Palaquium rioense
- Conservation status: Near Threatened (IUCN 3.1)

Scientific classification
- Kingdom: Plantae
- Clade: Tracheophytes
- Clade: Angiosperms
- Clade: Eudicots
- Clade: Asterids
- Order: Ericales
- Family: Sapotaceae
- Genus: Palaquium
- Species: P. rioense
- Binomial name: Palaquium rioense H.J.Lam

= Palaquium rioense =

- Genus: Palaquium
- Species: rioense
- Authority: H.J.Lam
- Conservation status: NT

Species of tree

Palaquium rioense is a species of tree in the family Sapotaceae. The specific epithet rioense refers to Sumatra's Riau province.

==Description==
Palaquium rioense grows up to 40 m tall. The bark is brown. The flowers are brownish. The fruits are obovoid, up to 2 cm long.

==Distribution and habitat==
Palaquium rioense is native to Riau and Borneo.

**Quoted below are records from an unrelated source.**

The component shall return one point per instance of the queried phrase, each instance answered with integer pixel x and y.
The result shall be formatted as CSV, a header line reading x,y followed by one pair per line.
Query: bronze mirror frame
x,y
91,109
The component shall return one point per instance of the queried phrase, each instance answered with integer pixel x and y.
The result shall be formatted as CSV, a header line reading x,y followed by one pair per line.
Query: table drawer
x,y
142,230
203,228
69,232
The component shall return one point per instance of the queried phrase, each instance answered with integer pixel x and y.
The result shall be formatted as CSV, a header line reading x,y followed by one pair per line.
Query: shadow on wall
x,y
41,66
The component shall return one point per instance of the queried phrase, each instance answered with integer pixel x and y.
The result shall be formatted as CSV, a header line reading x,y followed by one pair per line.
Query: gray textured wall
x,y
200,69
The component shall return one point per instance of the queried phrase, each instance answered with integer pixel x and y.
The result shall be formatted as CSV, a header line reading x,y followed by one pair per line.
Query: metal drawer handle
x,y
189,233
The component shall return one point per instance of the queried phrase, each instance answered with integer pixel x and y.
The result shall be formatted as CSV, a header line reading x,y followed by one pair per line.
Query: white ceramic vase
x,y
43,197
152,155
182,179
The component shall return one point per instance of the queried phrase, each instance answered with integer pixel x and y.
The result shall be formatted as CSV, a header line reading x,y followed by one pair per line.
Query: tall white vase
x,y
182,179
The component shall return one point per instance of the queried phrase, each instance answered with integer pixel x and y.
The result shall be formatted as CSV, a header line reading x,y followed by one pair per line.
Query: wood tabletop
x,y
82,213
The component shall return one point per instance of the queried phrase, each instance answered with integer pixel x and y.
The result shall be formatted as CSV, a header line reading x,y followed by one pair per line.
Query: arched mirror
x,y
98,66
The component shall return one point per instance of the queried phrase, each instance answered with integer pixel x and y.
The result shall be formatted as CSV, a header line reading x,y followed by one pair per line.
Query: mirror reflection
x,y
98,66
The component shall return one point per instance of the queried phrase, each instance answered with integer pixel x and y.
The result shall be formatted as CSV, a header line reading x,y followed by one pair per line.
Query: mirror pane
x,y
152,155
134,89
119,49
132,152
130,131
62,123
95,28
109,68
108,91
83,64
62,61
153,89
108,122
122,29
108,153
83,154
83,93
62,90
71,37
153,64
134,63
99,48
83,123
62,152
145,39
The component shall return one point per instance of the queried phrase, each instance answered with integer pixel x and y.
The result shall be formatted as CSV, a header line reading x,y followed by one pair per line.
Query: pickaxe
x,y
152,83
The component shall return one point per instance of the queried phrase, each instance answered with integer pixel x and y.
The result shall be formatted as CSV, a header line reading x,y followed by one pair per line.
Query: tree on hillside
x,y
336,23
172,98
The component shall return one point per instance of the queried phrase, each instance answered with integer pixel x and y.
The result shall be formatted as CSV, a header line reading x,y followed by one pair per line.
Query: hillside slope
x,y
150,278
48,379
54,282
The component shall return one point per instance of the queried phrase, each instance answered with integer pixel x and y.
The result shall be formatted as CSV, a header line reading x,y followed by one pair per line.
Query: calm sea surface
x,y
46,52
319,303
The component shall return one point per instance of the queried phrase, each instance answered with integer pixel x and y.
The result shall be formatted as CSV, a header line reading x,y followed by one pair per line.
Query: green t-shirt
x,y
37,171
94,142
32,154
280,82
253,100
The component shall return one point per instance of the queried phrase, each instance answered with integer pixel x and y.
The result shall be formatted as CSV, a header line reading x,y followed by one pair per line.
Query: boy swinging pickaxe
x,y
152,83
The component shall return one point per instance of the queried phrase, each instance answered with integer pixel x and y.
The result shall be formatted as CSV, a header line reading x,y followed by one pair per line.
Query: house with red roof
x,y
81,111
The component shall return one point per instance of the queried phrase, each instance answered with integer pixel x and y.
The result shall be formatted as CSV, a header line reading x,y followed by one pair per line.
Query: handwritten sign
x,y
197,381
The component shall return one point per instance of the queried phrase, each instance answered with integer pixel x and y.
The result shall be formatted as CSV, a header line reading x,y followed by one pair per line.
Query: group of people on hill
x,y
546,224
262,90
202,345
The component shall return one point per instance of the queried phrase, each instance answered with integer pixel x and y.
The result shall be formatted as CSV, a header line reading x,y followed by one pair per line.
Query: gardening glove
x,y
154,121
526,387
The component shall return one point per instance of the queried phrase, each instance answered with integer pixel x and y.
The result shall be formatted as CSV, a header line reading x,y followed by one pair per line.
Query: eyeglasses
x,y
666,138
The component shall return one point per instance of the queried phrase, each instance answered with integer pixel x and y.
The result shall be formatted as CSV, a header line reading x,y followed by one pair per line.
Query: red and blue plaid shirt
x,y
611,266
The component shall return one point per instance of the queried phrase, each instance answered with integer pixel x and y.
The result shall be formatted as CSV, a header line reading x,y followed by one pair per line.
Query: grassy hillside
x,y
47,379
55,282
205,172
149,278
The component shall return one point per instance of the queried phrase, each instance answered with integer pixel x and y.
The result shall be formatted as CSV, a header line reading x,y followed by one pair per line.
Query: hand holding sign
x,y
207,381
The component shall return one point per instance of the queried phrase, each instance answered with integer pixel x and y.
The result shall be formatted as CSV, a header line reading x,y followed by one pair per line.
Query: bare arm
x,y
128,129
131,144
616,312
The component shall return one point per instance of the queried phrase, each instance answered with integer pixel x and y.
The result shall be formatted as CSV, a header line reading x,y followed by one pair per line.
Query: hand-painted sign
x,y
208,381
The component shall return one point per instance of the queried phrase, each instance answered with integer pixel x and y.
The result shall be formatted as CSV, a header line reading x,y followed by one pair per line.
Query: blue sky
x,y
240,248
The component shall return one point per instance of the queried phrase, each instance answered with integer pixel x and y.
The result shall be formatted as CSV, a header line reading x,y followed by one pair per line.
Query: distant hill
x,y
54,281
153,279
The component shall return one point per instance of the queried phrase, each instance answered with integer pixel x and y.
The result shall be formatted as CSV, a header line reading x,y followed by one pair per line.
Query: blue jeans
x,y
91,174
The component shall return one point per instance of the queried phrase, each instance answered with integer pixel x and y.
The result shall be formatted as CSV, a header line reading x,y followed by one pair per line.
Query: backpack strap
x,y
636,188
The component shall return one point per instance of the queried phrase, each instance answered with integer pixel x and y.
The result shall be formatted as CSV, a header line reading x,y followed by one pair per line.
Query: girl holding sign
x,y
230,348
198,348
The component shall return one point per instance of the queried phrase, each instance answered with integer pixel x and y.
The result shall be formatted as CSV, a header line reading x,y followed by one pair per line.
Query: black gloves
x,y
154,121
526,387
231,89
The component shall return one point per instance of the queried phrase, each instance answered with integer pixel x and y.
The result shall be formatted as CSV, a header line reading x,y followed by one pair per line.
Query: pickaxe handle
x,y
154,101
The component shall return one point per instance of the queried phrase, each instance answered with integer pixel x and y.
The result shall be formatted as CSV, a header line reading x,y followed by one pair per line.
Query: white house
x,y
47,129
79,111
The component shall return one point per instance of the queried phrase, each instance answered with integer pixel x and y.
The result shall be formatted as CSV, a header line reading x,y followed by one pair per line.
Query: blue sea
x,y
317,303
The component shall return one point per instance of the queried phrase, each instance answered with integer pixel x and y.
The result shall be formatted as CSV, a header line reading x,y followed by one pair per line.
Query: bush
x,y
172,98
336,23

Its habitat is hill and montane forests at 300–1500 m altitude.

==Conservation==
Palaquium rioense has been assessed as near threatened on the IUCN Red List. The species' habitat is threatened by harvesting for its timber. In Borneo, it is also threatened by conversion of land for palm oil plantations. The species is in Kinabalu National Park which affords it some protection.